The more leaves your Peace Lily has, the more water it needs, but NEVER too much. This also applies if your plant is in its blooming or growing stage, where they need more water than usual. Make sure that you give your plant an adequate amount of water only when they need it.
So, how will you determine that your Peace Lily needs some good ‘ol watering? The simplest way to know this is to poke your finger into the soil. If your Peace Lily is in a small pot, the first 1-2 inches should be dry before watering. If you have a pot that’s bigger than 15 centimeters, then you have to make sure that the top of the soil is dry before re-watering.
Also, avoid watering your Peace Lily at night! The many hours that your plant spends in boggy soil without proper ventilation and limited transpiration can also lead to infections.
Watering your Peace Lily in different seasons can be quite tricky. In summer, evaporation and transpiration take place much faster, so you may need to water it more often, provided that you examined the soil beforehand. Your Peace Lily’s leaves will also start to droop as a sign that it is ready for some of that H2O.
In winter days, when evaporation happens more slowly, watering your Peace Lily every two weeks is enough to keep it healthy.
Ensure Proper Drainage
Once you have repotted your Peace Lily, make sure that your plant pot has the proper drain holes to avoid the same overwatering fiasco from happening again. This step is crucial because there may be situations where you might lose track of how much you’ve been watering your Peace Lily, and having unobstructed drainage holes will help avoid too much moisture in your soil.
Along with proper drainage holes, it is also important to keep your drip trays empty in order to avoid water stagnation.

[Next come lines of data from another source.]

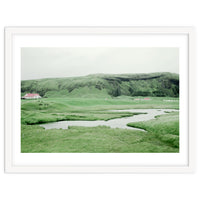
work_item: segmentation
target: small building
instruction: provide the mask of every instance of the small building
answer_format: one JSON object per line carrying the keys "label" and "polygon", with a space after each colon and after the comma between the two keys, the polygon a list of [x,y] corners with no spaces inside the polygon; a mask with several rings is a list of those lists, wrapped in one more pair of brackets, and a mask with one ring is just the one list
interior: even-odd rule
{"label": "small building", "polygon": [[22,97],[22,99],[39,99],[39,98],[41,98],[39,94],[31,94],[31,93],[27,93]]}

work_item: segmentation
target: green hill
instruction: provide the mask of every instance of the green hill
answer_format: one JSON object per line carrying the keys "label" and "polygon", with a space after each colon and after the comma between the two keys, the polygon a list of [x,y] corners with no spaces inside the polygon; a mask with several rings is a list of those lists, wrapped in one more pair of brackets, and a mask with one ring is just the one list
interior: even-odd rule
{"label": "green hill", "polygon": [[39,93],[43,97],[178,97],[179,75],[168,72],[93,74],[82,77],[24,80],[21,81],[21,93]]}

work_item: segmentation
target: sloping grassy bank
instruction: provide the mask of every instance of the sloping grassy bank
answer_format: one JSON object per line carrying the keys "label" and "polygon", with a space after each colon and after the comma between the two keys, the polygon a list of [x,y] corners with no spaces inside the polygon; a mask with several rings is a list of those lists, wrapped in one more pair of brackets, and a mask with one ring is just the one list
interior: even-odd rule
{"label": "sloping grassy bank", "polygon": [[128,126],[142,128],[148,135],[158,139],[171,147],[179,148],[179,113],[172,112],[158,116],[156,119],[146,122],[129,123]]}
{"label": "sloping grassy bank", "polygon": [[22,125],[22,153],[155,153],[177,152],[159,138],[135,130],[98,127],[69,127],[44,130]]}
{"label": "sloping grassy bank", "polygon": [[[139,100],[137,100],[139,99]],[[151,97],[118,97],[113,99],[95,98],[42,98],[22,100],[21,123],[27,125],[56,122],[62,120],[109,120],[134,115],[129,112],[111,112],[117,109],[133,108],[174,108],[178,109],[178,99]],[[135,113],[137,114],[137,113]]]}

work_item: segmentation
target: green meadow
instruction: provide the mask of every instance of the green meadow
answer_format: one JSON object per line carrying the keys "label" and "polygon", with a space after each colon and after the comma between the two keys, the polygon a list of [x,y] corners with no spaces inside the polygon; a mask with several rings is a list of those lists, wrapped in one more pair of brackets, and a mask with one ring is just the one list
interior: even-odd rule
{"label": "green meadow", "polygon": [[110,120],[141,113],[125,109],[179,109],[179,75],[94,74],[21,82],[21,96],[38,93],[41,99],[21,100],[22,153],[161,153],[179,152],[179,112],[128,126],[45,130],[40,124],[64,120]]}
{"label": "green meadow", "polygon": [[[23,153],[161,153],[179,152],[179,114],[167,113],[130,123],[146,132],[106,126],[45,130],[41,123],[62,120],[109,120],[139,113],[117,109],[179,109],[178,98],[120,96],[115,98],[41,98],[21,101]],[[136,100],[141,99],[141,100]],[[170,101],[169,101],[170,100]]]}

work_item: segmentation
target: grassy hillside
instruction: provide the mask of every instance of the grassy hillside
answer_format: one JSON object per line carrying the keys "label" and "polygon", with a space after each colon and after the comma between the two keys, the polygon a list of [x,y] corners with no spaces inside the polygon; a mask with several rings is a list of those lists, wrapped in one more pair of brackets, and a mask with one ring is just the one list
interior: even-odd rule
{"label": "grassy hillside", "polygon": [[21,82],[22,95],[39,93],[43,97],[111,98],[117,96],[178,97],[179,75],[94,74],[83,77],[48,78]]}

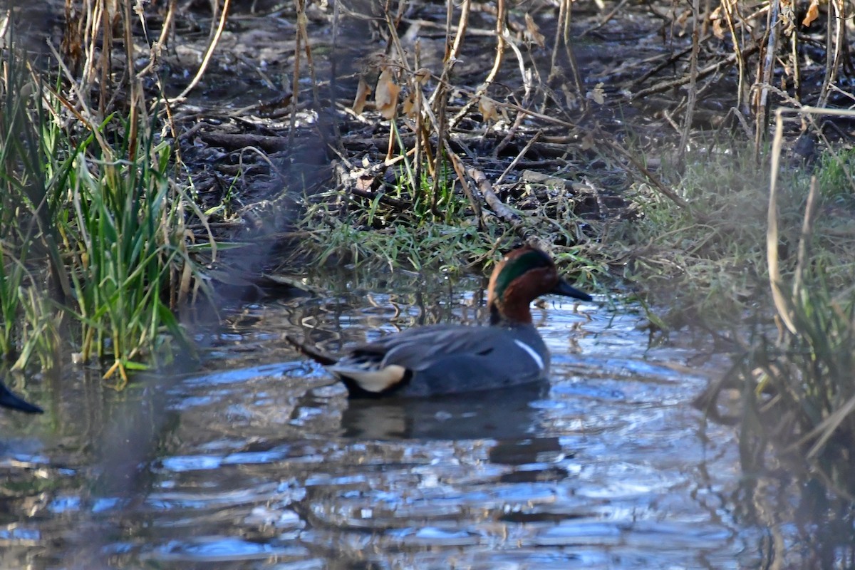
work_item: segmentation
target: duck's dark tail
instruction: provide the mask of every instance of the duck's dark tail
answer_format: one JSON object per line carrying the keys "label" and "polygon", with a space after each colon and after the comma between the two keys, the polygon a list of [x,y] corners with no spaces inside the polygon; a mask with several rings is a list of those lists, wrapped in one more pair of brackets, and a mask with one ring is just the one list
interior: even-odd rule
{"label": "duck's dark tail", "polygon": [[300,342],[291,335],[285,335],[285,339],[291,343],[294,348],[299,350],[303,355],[309,356],[318,364],[328,366],[339,361],[339,359],[333,355],[324,352],[318,347],[308,343]]}

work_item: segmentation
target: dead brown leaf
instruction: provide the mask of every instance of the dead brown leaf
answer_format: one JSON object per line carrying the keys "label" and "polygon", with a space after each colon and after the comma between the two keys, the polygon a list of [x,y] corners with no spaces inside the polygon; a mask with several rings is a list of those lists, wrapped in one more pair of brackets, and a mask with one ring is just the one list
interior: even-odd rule
{"label": "dead brown leaf", "polygon": [[807,7],[807,14],[802,20],[802,26],[807,27],[813,21],[819,17],[819,0],[811,0],[811,5]]}
{"label": "dead brown leaf", "polygon": [[377,112],[384,119],[392,119],[398,110],[398,94],[401,87],[395,83],[392,68],[386,68],[377,79],[377,88],[374,89],[374,106]]}
{"label": "dead brown leaf", "polygon": [[357,115],[362,115],[363,109],[365,108],[365,101],[369,98],[369,94],[371,92],[371,87],[365,83],[365,79],[359,78],[359,85],[357,87],[357,97],[353,97],[353,112]]}
{"label": "dead brown leaf", "polygon": [[534,44],[539,48],[542,48],[544,45],[543,40],[545,39],[542,33],[540,33],[540,28],[538,25],[534,23],[534,19],[532,18],[531,15],[526,12],[526,39]]}
{"label": "dead brown leaf", "polygon": [[478,101],[478,110],[484,117],[484,122],[488,120],[498,120],[498,111],[496,109],[496,102],[488,97],[481,96]]}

Your Peace Lily requires indirect sunlight for it to thrive, similar to its native habitat where it receives dappled sunlight under the rainforest trees. Placing your plant directly under the sunshine can cause sunburn, damaging your plant. It can also lead to stunted growth, and your Peace Lily will suffer in the long run.
So, instead of giving your Peace Lily a sunbath, place it under a shade where it can still receive indirect sunlight, whether indoors or outdoors.
During the recovery period of your Peace Lily, one might think that feeding it with a lot of fertilizer will fasten the process, but this is not the case. In fact, giving fertilizer to your Peace Lily can put it under a lot of stress. Thus, it should be avoided as much as possible.
So, instead of fertilizing your Peace Lily after repotting, the best choice is to wait for at least 3 months before returning to your regular feeding routine.
Although you may want to give your Peace Lilies too much water to make sure that it doesn’t get thirsty, we learned today that this could actually be damaging to your plant for many reasons.
But when your Peace Lilies get overwatered and start showing symptoms of it, there’s no need to panic. There are practical ways you can do to revive your plant. By removing your plant from its pot, giving it the right treatment, and placing it in the right environment, you can help your Peace Lily to recover from overwatering.
But the best way to ensure that you’re giving your Peace Lily the right care is by knowing the risks of having it overwatered and acting upon what you have learned from this article.
Remember, giving your Peace Lily too much water can be damaging, but giving it the right amount of love can make it thrive!